Commission member Dusty Casey, an executive with the Oasis Academy in Fallon, termed the staggering figure a “punch in the gut.”

But, "for better or worse we have a target number,” observed Commission Chairwoman Karlene McCormick-Lee, a former associate superintendent in the Las Vegas-based Clark County School District.

The report comes just weeks after Gov. Steve Sisolak proposed a state schools budget containing steep budget cuts due to state tax and revenue streams hobbled by the coronavirus pandemic.

School spending would average $3.5 billion per year over the next biennium. But the governor, a Democrat, has said he expects federal pandemic relief funds will help underwrite the state spending plan.

The report arrived while the state Legislature, led by Democrats, holds its every-two-years regular session. It stems from a state Senate mandate in 2019 to provide recommendations for improving education in a state that educationdata.org last year ranked 44th in spending.

It found that an additional $800 million would let Nevada add 9,800 teachers to its current 20,700 statewide workforce and get to the national average 15-to-1 student-teacher ratio.

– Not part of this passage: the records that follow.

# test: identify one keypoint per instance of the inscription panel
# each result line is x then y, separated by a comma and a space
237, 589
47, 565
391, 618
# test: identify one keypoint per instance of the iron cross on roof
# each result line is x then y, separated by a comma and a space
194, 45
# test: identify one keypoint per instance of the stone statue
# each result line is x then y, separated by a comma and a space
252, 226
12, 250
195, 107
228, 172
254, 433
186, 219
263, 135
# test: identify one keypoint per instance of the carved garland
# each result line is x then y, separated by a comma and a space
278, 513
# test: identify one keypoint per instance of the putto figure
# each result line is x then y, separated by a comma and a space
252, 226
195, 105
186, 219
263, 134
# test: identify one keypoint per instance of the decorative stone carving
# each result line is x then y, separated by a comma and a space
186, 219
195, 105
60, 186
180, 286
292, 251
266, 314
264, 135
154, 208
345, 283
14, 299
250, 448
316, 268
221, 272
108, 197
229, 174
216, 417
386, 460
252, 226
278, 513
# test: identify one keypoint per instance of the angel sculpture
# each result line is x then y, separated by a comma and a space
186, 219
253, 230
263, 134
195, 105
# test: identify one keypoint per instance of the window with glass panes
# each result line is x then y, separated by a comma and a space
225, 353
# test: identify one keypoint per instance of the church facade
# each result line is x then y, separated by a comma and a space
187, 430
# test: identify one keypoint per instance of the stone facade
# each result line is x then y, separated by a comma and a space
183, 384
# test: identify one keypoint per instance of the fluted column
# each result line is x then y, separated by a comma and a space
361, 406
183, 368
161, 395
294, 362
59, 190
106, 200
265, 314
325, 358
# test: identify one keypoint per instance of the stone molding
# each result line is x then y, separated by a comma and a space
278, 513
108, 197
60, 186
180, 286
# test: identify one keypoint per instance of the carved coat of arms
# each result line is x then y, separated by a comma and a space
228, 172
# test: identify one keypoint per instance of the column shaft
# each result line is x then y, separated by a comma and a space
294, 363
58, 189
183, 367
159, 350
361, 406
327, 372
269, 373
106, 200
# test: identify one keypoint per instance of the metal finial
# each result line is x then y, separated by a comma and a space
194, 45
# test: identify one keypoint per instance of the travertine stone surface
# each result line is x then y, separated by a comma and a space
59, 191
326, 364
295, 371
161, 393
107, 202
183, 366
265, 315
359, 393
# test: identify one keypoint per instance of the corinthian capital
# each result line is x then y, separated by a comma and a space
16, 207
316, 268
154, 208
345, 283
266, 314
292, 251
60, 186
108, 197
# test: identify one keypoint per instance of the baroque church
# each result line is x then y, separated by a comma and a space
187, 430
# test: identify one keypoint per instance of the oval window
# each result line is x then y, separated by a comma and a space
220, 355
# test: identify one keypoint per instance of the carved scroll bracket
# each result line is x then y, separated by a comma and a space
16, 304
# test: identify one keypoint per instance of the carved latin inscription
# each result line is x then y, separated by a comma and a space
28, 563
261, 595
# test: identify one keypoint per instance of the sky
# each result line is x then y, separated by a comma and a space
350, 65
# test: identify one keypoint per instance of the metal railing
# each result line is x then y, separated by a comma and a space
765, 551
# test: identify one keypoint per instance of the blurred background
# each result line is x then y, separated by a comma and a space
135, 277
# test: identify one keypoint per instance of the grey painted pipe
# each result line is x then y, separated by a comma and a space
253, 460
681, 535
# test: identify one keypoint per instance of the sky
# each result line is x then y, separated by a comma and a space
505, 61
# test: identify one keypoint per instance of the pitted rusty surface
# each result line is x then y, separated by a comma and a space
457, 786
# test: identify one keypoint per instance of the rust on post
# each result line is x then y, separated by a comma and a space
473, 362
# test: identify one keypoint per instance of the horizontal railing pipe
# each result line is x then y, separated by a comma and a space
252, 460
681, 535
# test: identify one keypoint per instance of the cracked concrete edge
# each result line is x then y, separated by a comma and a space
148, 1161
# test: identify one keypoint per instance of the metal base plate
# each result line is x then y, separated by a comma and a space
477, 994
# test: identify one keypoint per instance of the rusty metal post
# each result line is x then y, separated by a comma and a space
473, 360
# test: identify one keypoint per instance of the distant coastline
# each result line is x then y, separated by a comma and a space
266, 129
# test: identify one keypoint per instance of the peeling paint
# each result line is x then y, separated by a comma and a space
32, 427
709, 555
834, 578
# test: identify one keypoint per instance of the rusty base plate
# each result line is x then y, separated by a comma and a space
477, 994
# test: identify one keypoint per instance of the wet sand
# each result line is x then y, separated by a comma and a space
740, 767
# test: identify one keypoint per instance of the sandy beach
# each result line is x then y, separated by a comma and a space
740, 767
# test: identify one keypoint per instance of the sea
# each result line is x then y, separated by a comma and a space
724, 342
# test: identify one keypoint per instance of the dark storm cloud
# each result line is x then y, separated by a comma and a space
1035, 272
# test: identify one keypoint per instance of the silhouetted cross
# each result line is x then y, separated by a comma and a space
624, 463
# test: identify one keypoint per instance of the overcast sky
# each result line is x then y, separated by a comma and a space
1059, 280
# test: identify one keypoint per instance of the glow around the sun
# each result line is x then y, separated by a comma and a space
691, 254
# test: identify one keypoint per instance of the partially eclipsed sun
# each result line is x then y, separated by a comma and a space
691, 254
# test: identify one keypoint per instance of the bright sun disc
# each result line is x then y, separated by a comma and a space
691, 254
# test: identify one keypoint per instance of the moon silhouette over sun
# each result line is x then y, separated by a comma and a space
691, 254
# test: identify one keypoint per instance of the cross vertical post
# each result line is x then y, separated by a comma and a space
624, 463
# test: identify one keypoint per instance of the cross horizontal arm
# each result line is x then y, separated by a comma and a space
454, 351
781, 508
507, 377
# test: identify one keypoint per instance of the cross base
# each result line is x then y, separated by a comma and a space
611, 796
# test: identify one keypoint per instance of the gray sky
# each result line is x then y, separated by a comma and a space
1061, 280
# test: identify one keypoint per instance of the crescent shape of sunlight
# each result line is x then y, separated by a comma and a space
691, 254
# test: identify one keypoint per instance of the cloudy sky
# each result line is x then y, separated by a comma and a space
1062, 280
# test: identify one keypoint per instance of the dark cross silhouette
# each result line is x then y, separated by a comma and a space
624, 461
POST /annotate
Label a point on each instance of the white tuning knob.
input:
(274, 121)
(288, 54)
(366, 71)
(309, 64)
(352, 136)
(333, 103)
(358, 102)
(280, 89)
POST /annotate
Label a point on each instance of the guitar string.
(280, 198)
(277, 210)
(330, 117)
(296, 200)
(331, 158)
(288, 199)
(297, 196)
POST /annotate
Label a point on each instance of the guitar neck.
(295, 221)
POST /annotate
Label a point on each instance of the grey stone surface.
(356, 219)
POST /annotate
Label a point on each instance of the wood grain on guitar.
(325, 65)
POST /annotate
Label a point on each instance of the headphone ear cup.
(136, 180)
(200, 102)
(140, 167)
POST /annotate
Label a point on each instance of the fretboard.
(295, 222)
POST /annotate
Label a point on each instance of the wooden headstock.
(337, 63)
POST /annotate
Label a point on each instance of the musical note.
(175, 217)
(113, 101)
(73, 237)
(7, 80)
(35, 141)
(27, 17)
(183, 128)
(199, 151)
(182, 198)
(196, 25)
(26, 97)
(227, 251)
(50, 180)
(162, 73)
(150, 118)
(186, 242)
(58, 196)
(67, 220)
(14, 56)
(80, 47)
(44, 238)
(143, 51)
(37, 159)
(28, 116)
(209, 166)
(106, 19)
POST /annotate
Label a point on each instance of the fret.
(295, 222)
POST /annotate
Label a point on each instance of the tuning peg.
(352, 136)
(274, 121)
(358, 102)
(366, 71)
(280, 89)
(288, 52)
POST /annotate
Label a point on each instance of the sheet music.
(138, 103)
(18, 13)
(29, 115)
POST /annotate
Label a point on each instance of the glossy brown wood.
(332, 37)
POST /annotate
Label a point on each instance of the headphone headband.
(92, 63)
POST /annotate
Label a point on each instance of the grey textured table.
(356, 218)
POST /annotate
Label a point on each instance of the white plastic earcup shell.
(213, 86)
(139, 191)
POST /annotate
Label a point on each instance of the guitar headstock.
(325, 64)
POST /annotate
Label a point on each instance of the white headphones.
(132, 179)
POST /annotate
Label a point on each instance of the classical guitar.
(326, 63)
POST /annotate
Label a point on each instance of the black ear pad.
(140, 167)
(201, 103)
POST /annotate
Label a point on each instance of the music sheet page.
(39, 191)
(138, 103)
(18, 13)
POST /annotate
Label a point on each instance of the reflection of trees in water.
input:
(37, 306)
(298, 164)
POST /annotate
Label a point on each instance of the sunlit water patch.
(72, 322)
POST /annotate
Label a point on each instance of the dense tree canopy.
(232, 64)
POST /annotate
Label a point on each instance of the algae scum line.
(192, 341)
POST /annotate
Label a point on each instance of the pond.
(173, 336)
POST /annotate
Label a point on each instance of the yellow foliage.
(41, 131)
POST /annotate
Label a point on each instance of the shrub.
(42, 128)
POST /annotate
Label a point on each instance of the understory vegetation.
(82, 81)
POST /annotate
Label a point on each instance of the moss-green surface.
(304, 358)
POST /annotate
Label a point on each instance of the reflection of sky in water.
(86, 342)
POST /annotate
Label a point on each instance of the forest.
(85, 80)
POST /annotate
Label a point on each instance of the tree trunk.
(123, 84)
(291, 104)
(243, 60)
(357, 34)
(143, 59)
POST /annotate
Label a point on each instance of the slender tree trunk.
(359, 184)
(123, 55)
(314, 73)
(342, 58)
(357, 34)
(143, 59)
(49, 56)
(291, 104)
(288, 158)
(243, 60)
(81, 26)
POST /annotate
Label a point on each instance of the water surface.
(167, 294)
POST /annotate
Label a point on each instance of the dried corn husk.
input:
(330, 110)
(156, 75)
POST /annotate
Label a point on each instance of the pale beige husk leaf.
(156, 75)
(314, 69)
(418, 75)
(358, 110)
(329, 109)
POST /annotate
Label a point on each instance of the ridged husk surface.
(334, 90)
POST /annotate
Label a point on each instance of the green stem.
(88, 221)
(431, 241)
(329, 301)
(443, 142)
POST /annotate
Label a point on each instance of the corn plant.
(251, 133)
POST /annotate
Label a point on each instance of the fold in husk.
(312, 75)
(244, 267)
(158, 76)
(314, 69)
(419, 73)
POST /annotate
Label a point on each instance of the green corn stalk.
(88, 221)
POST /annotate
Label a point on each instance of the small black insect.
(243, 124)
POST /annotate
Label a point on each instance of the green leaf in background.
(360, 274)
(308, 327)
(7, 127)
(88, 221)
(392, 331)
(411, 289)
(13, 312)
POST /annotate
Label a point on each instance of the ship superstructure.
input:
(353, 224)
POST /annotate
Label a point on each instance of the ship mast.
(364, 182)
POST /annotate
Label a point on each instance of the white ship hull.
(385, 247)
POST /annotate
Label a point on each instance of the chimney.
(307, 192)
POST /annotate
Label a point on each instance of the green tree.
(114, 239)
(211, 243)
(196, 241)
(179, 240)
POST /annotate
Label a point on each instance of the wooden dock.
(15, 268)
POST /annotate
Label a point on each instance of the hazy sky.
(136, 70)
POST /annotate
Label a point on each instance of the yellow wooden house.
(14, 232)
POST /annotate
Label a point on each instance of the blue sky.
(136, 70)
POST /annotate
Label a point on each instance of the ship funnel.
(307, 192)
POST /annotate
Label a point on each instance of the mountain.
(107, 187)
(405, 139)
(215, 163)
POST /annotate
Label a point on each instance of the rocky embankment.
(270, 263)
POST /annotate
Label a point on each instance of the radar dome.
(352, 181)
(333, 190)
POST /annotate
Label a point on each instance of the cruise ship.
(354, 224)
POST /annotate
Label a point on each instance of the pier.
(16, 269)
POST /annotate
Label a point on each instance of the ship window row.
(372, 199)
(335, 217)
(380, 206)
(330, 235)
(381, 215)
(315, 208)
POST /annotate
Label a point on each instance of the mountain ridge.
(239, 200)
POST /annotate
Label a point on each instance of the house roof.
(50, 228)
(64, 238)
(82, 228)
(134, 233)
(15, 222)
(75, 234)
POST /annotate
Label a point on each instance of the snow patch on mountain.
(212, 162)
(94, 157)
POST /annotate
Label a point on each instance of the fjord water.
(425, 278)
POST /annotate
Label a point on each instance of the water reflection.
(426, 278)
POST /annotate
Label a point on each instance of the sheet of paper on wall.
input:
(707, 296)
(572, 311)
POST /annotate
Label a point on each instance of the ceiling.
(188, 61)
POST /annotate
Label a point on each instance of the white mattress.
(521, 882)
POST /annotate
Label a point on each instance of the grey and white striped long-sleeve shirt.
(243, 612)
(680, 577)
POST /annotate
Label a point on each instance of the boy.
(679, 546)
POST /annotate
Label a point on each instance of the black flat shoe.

Funds would more than double the number of support staff including school counselors, nurses, psychologists and social workers, now at fewer than 2,000 statewide.

Some commission members said they weren’t sure teacher training and hiring pipelines could meet that demand.

Adding just 3,000 teachers to classrooms statewide would cost about $260 million, Trenholm said. That would lead to “conservative estimate” class size improvements in elementary grades and core secondary courses of English, math, science and history.

The 11-member commission also is tasked with identifying how money could be raised to meet spending needs, although member Guy Hobbs said it was “still working on identification of enhanced funding.” Hobbs is a principal with the governor's wife, Kathy Ong Sisolak, in the influential Nevada financial consulting firm Hobbs, Ong & Associates.

More than 374,000 students in Nevada, or almost nine in 10 statewide, attended classes larger than recommended sizes in the 2019-2020 school year, said Trenholm, of Las Vegas-based Data Insight Partners.

Third-grade classes averaged 21.6 students per teacher, well above the recommended 15-to-1 ratio, and fifth-grade classes exceeded the recommended 25-to-1 ratio by an average of 2.6 students, the report said.

Commissioner Punam Mathur, a former casino, utility and charity executive, noted the study found improvement when state funds were directed toward 4th grade reading scores during the last decade. Nevada’s scores rose two years ago to 218 on a 0-500 scale, just below the national average of 219.

State Superintendent of Public Instruction Jhone Ebert, in a statement about the report, said it showed that student achievement improves when funding is provided.